Poster session entry by Andrew Wilhelm
Title: Constraint Programming for Component-Level Robot Design
Abstract: Effective design automation for building robots would make development faster and easier while also less prone to design errors. However, complex multi-domain constraints make creating such tools difficult. One persistent challenge in achieving this goal of design automation is the fundamental problem of component selection, an optimization problem where, given a general robot model, components must be selected from a possibly large set of catalogs to minimize design objectives while meeting target specifications. Our approach formulates the component selection problem as a combinatorial optimization problem, which does not require any system approximations, and using constraint programming (CP) to solve this problem with a depth-first branch-and-bound algorithm. As the efficacy of CP critically depends upon the orderings of variables and their domain values, we present two heuristics specific to the problem of component selection that significantly improve solve time compared to traditional constraint satisfaction programming heuristics. We also add redundant constraints to the optimization problem to further improve run time by evaluating certain global constraints before all relevant variables are assigned. We demonstrate that our CP approach can find optimal solutions from over 20 trillion candidate solutions in only seconds, up to 48 times faster than an MCDP approach solving the same problem.

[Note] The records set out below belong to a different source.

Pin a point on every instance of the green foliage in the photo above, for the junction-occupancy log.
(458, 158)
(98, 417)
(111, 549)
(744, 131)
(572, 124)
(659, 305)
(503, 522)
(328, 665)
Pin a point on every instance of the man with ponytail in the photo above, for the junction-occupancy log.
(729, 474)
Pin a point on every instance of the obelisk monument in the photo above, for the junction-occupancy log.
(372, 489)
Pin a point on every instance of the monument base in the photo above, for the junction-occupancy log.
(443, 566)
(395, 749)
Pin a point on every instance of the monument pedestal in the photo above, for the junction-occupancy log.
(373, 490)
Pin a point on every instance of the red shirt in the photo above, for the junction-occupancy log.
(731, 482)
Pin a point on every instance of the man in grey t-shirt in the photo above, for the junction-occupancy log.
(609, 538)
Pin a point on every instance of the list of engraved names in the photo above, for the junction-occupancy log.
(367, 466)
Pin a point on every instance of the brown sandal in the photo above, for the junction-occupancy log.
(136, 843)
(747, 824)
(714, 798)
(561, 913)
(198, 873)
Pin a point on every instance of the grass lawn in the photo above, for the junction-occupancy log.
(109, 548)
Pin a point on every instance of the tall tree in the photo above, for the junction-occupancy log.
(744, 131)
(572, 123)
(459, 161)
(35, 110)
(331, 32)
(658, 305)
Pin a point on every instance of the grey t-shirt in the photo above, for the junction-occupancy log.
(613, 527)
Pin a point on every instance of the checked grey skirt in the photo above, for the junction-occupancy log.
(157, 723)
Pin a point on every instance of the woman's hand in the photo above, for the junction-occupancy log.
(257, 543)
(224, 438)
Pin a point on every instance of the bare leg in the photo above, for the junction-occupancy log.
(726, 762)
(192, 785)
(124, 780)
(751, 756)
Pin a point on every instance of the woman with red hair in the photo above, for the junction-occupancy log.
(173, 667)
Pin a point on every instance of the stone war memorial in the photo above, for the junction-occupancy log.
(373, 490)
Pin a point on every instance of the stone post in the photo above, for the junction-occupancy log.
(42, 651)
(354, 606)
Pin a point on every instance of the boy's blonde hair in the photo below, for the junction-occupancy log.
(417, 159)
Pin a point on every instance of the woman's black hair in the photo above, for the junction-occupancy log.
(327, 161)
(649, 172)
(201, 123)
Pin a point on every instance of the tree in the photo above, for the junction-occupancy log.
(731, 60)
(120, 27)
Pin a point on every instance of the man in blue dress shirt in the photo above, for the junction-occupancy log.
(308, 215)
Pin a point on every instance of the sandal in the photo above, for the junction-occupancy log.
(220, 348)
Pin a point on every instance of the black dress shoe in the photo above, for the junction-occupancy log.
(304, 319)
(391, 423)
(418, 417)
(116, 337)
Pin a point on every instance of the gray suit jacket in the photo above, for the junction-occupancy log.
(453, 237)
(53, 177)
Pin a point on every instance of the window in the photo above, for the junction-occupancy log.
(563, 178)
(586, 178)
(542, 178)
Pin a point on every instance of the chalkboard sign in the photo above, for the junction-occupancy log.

Poster session entry by Julie Villamil
Title: Monolithic Fabrication of Crawling Microrobots with Electromagnetic Actuators
Abstract: The development of insect-scale, autonomous legged robotic platforms has been a major field of interest to inspect human-unreachable environments, such as confined spaces or hazardous areas for inspection tasks. We propose the design and development of a cm-scale, autonomous legged robotic platform for environmental monitoring and inspection of confined and unstructured areas. These cm-scale robots present a number of engineering challenges in the design, manufacturing, and autonomous locomotion of the vehicle. While the majority of cm-scale legged robots use high-voltage piezoelectric actuation for their high power density, they require low-mass and low-efficiency step-up converters to achieve untethered locomotion. Low-voltage electromagnetic actuation, while less efficient than their piezoelectric counterparts, eliminate the need for high-voltage step-up converters, simplifying the electrical system, and their high displacements simplify the transmission mechanisms to achieve large stride lengths. We designed planar voice coil actuators, also known as Lorentz force actuators, with the necessary displacement and force output for a cm-scale legged-robot. These actuators were then coupled with laminate-based parallel mechanisms that can be monolithically fabricated, enabling future mass production of these devices. Finally, as tetherless operation is essential in unstructured environments, we characterized commercial off the shelf circuit components in terms of accuracy, bandwidth, mass, power, and compute limitations. Thus, significant results from this project will set new design standards for tetherless systems and high-performance inspection tools.
☆☆☆
Acknowledgement and Sponsorship
☆☆☆
Funding for the CSL retreat was partially provided by Intel Corporation. Thank you to Marie Roller for helping to organize the retreat.